Crate cognate_llm

Expand description

§Cognate

Type-safe LLM framework for Rust. Multi-provider support, compile-time validation, streaming, tool calling—all with zero-cost abstractions.

§Overview

Cognate provides production-grade abstractions for building LLM-powered applications in Rust.
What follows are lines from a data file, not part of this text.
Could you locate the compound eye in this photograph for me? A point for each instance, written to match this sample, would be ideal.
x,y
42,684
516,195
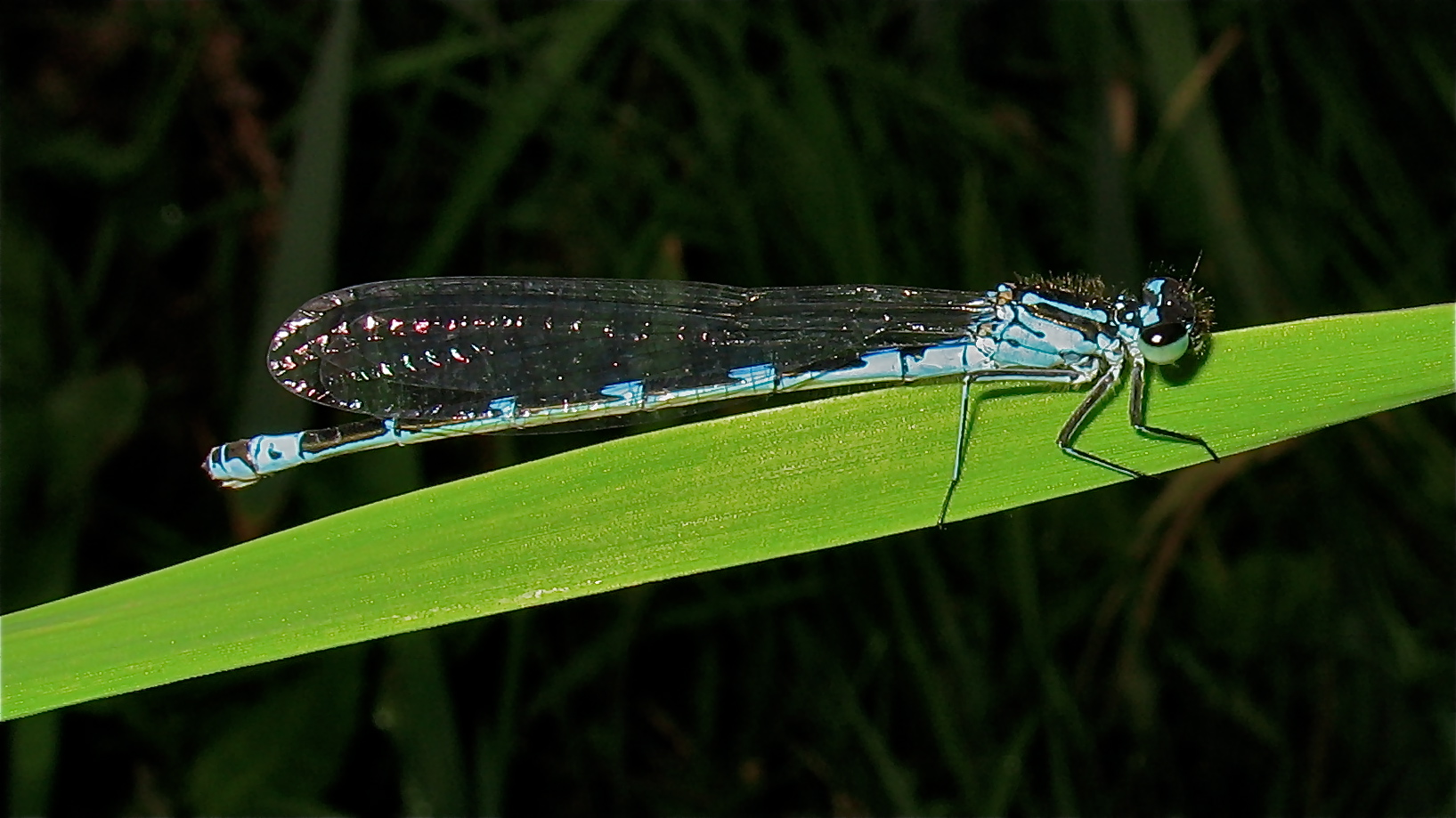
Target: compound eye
x,y
1164,344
Unlike fragmented HTTP clients or Python-style libraries, Cognate offers:

Unified multi-provider interface (OpenAI, Anthropic, Groq, Ollama, custom)
Type-safe tool calling via #[derive(Tool)]
Compile-time prompt validation via #[derive(Prompt)]
Production middleware (retry, rate-limit, tracing)
Streaming-first design with proper error handling
Axum web server integration out of the box
RAG pipeline support with pluggable vector stores

§Quick Links

Documentation: https://docs.rs/cognate-core
Examples: See examples/
Contributing: CONTRIBUTING.md
Architecture: ARCHITECTURE.md
Getting Started: GETTING_STARTED.md

§Why Cognate?

§Feature Comparison

Feature Comparison

Feature	Cognate	async-openai	rig
Multi-provider	OpenAI, Anthropic, Groq, Ollama	OpenAI only	OpenAI, Anthropic
Type-safe tools	#[derive(Tool)] with validation	Manual JSON	Runtime definition
Compile-time validation	Prompts checked at build time	No	No
Axum integration	Built-in extractors + middleware	No	No
Middleware system	Retry, rate-limit, tracing, observability	Basic retry	Limited
RAG support	Vector search + memory traits	No	No

§Performance

Cognate is designed for production workloads where latency and throughput matter.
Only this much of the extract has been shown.